In short, it’s not that there will be fewer right-wing
conspiracy theories under the new administration. It’s that the targets will
need to come mostly from outside the government.
It’ll be too awkward for populists to go on babbling
about “deep state” saboteurs when, unlike in his first term, everyone in a
position of authority across the federal bureaucracy is a Trump shoeshiner.
(Especially now that the executive branch has been pruned by DOGE.) He’s now in
his fifth year as president; to keep complaining that his government is still
being subverted from within is at some point to accuse Trump himself of being
an incompetent rube who can’t sniff out traitors when they’re right in front of
him—even in his second, “do-over” try as chief executive.
As an editor said to me this morning, the nature of MAGA
conspiracy theories will likely shift from “what is our terrible government
hiding from the people?” to “what are our terrible people hiding from the
government?” Greedy corporations, sinister pharmaceutical companies, violent
Venezuelan gang members: They’re the villains in the new Trump conspiracies,
and they’re all conveniently non-governmental elements.
And populists will be fine with it. My guess is that they
ultimately don’t care very much which conspiracies they need to use to scratch
their itch of hating elite, so long as they get to scratch it somehow.
Conspiracy theories are faddish. A few are deathless,
like the Kennedy assassination—another bust for Team Trump,
by the way—but most come and go according to political trends. You don’t hear
much anymore about “9/11 truth” (except, er, from certain
senators) because there’s nothing to be gained for either side by
mentioning it. The war on terror is over. Bushism has been rejected by both
parties.
Epstein and the “fedsurrection” might soon fade, too.

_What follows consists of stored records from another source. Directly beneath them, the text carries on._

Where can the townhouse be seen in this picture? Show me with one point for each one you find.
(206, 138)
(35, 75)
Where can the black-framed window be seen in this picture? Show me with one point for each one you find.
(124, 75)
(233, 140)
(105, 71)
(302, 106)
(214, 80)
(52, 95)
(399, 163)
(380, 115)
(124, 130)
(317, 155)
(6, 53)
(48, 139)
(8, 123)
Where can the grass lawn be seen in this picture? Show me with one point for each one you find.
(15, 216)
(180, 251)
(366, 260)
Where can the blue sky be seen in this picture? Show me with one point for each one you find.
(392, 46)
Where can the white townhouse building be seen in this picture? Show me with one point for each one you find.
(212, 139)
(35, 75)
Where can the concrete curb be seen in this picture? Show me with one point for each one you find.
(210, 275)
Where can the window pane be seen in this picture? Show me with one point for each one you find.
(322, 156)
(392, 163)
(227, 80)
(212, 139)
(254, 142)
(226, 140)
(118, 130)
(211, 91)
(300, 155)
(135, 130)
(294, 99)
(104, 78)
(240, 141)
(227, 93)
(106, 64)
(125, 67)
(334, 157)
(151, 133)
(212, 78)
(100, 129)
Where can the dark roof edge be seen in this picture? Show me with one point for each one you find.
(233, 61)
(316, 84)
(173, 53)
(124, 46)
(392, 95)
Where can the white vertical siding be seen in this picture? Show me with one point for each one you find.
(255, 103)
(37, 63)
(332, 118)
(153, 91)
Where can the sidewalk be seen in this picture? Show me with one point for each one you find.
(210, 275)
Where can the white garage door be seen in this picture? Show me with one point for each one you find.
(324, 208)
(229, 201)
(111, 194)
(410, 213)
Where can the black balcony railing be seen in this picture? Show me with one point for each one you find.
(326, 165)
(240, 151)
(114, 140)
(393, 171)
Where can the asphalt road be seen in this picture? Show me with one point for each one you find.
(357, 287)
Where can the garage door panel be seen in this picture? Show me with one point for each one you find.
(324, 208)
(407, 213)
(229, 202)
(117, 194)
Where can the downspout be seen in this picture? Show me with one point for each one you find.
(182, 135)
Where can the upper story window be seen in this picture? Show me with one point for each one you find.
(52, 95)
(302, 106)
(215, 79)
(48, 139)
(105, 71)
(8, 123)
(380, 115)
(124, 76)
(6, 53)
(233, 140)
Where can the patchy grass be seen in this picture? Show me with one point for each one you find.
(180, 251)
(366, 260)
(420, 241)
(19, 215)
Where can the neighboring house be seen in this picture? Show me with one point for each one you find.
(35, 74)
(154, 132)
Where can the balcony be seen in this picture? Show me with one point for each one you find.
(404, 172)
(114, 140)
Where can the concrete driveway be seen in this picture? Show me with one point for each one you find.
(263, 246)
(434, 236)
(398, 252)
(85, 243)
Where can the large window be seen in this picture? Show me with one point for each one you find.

Once the right gets a juicy bone like “vaccines cause autism” to chew on, they
can leave those less meaty ones behind.
I doubt infotainers like Alex Jones and Glenn Beck will
struggle much to pivot from government conspiracies to anti-government
conspiracies, especially as Trumpism continues its transformation
into progressivism. Left-wingers have spent decades successfully demagoging
corporate America and the pharmaceutical industry; as long as populist
audiences have some malign, powerful influence to blame for America’s problems,
what does it matter if it’s the “deep state” or Moderna?
A few days ago, the president posted a video on Truth
Social that casually accused Bill and Hillary Clinton of having murdered
numerous people, including John F. Kennedy Jr. That’s the laziest, most
predictable conspiratorial smear to which a Republican can resort, fully 30
years out of date, but the fact that Trump stooped to it felt like a
meta-commentary on how conspiracy theories function in his politics. They don’t
have to be true, believable, or even relevant to be worthy. The target almost
doesn’t matter. The point is simply to signal one’s tribal affiliation by
impugning a common enemy.
That practice will go on among the grassroots right, even
with Trump and his people in charge of the government. Populists will continue
to position themselves opposite “elites” and to impugn them by imagining new
plots in which they’re involved—but the definition of “elite” is so cynically
adaptable to political circumstance that, to millions of Americans, neither the
president of the United States nor the richest man in history qualify. They’re
not giving up on conspiracy theories under Trump 2.0, they’re giving up (or
soon will) on the idea that government is the locus of “elite” corruption.
QAnon won, but even winners sometimes need to make adjustments.